Close-ups

Inès Giunta
General and Social Pedagogy

Let’s talk about you: what is your background, what do you teach, and what are your research interests?
My name is Inès Giunta and I come from a land - Sicily - which is impossible to describe simply as a place of origin: Sicily gets under your skin with all its marvellous contradictions, and when you finally realise that you have chosen it, not by birth right but by sense of belonging, you realise that it possesses you. You are, inevitably, island and continent, lava and sea, horizon and border. I think this is how I got interested in complexity. First analysed during a short but intense experience as a journalist on the front line in the fight against Mafia, as an interpretation of a reality that could produce poetic ways of living dramatically interrupted by bloody and criminal events. Then, once I understood that education is the antidote to any deviation (human, even more than political and social), I investigated it as a constitutive aspect of Pedagogy as a science and as a distinctive feature of its object.

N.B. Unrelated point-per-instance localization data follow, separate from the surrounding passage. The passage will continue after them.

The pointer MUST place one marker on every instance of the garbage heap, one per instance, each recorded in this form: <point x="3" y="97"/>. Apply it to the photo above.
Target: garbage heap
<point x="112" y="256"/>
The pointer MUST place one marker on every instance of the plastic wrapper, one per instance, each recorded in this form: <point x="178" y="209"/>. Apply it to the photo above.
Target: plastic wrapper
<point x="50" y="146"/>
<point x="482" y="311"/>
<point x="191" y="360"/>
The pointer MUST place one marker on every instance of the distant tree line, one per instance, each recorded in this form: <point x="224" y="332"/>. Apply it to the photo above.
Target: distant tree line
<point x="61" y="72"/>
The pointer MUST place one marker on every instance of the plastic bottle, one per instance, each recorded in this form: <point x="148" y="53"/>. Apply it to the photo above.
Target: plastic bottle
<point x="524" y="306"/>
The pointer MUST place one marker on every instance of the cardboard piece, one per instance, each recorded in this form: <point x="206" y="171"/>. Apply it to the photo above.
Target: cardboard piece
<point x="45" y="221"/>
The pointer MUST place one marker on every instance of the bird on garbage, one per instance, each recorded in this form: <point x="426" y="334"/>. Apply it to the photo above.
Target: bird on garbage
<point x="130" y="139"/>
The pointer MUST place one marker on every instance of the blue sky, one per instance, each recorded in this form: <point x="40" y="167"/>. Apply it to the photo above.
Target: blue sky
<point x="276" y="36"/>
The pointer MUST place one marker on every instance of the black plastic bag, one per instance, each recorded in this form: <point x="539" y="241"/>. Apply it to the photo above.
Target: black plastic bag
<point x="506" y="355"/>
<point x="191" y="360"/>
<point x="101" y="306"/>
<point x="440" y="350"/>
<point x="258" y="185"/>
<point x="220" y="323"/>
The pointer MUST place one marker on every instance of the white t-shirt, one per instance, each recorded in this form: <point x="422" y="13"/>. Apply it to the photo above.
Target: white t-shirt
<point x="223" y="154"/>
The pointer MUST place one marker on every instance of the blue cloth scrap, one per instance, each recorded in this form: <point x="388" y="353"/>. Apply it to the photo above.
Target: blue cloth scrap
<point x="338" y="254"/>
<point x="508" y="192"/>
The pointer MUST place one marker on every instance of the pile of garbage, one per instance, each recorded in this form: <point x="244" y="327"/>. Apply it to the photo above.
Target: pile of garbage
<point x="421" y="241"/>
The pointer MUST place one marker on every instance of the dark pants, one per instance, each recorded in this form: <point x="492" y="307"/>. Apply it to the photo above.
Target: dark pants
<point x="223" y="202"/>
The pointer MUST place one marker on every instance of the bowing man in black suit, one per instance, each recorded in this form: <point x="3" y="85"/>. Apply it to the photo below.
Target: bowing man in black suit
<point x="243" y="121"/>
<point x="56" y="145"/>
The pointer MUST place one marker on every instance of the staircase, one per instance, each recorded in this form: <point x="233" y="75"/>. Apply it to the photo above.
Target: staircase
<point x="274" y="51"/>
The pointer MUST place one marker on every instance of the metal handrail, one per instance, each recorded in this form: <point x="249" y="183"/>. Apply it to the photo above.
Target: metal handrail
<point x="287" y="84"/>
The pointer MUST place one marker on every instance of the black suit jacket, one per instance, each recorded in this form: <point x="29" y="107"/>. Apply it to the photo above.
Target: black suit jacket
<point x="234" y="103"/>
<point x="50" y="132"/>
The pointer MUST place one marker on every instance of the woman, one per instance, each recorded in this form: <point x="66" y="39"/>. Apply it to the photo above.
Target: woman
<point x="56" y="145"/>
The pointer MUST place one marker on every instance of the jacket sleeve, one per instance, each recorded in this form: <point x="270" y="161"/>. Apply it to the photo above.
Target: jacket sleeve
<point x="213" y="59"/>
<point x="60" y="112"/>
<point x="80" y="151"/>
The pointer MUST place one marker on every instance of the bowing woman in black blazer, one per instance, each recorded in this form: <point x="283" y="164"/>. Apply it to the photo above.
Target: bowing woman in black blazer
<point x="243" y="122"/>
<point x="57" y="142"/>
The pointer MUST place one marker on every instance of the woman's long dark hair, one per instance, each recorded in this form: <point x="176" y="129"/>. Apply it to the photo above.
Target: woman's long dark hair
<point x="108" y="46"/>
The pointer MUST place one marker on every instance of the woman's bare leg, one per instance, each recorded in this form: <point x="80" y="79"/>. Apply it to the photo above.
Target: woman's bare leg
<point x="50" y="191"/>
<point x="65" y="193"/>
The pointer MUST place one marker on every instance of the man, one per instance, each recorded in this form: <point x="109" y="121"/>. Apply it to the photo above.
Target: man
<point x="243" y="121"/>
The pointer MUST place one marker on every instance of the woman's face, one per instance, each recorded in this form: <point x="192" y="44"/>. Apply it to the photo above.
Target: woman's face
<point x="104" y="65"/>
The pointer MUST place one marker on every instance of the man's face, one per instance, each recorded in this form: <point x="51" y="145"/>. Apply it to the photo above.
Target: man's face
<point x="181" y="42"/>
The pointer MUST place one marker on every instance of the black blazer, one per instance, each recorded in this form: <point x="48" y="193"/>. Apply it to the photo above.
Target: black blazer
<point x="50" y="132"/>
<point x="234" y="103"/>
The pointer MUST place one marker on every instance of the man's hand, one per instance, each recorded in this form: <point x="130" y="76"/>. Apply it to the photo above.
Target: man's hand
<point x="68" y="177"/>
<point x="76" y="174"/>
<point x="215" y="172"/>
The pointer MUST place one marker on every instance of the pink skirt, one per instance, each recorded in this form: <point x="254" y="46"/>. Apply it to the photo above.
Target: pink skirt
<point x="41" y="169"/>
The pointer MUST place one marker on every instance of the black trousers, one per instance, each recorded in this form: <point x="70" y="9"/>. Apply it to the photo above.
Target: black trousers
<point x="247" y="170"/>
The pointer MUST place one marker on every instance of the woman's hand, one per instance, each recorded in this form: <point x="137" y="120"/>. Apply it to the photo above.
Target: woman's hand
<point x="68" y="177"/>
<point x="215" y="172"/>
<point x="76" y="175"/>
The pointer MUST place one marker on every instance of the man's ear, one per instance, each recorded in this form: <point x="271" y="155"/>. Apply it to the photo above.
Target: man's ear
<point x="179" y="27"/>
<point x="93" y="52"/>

Tell us about your academic path.
Seen from an academic perspective, mine is a story in reverse. Or perhaps it is just a story that has followed its own logic. Once I graduated, I was offered a job as an assistant at the University of Palermo, but in the meantime my husband had been transferred to Catania and I willingly gave it up to give priority to my family. I returned to work when I thought the time was ripe to focus on what I felt was pressing: hence the PhD in Fundamentals and Methods of Educational Processes, the long cooperation with the chair of Pedagogy, the teaching contracts and the publications. Then a severe health problem and a new year-long break, just as the (long-awaited) selection for a researcher in my field was coming out. It's hard to get back in. And equally difficult to give up. And just when I was about to give up, I entered the competition as a fixed-term researcher at Ca' Foscari, a prestigious institution and an important reference during my student years, to which I am bound by a deep feeling of respect and gratitude. An act of courage. An act of love.

What are your professional references?
My references have definitely been Umberto Margiotta and Massimiliano Costa, who gave us an idea of education that goes beyond the emphasis on learning and imposes itself, instead, as an intersubjective practice of co-generation of value that concerns the being and becoming of the human being in a deeper and more radical way than any other field of action we experience. An idea in which I see the beginning of a (necessary) human blooming.

What are you most passionate about in your research?
The idea (and perhaps the hope) that a way of thinking capable of connecting and expressing solidarity with knowledge can be extended into an ethic of interconnection and solidarity among humans.